The primary outcome of interest was the relative efficacy of each lipid-lowering therapy in reducing LDL-C at 12 weeks. Secondary outcomes of interest included the level of LDL-C reduction at 24 weeks and change in non–HDL-C and apolipoprotein B at 12 weeks.
Overall, 48 randomized controlled trials were identified for inclusion in the network meta-analysis. Upon analysis, results indicated all nonstatin LDL-lowering agents were associated with reduced LDL-C from baseline to week 12 compared against placebo, with this consistent regardless of background therapy use. When assessing effectiveness relative to other nonstatin LDL-lowering agents included in the meta-analysis, evolocumab 140mg every 2 weeks or 420 mg once a month and alirocumab 150mg every 2 weeks were the most efficacious agents for LDL-C lowering at 12 weeks. This was followed by alirocumab 75mg every 2 weeks, alirocumab 300mg once a month, inclisiran, bempedoic acid/ezetimibe, and ezetimibe and bempedoic acid used as monotherapies. Investigators also noted the primary outcome results were generally consistent at week 24.

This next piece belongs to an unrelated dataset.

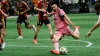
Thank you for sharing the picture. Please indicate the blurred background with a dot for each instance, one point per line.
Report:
(69, 6)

“You're leaving a tremendous amount of risk of risk on the table that you can easily eliminate with the addition of an adjuvant therapy, like a PCSK9 monoclonal or ezetimibe,” Toth added. “I can't overemphasize this enough because we need to wake up to the fact that this epidemic is very poorly treated among high-risk patients. It is a fundamental risk factor.”
This study, “Network Meta‐Analysis of Randomized Trials Evaluating the Comparative Efficacy of Lipid‐Lowering Therapies Added to Maximally Tolerated Statins for the Reduction of Low‐Density Lipoprotein Cholesterol,” was published in the Journal of the American Heart Association.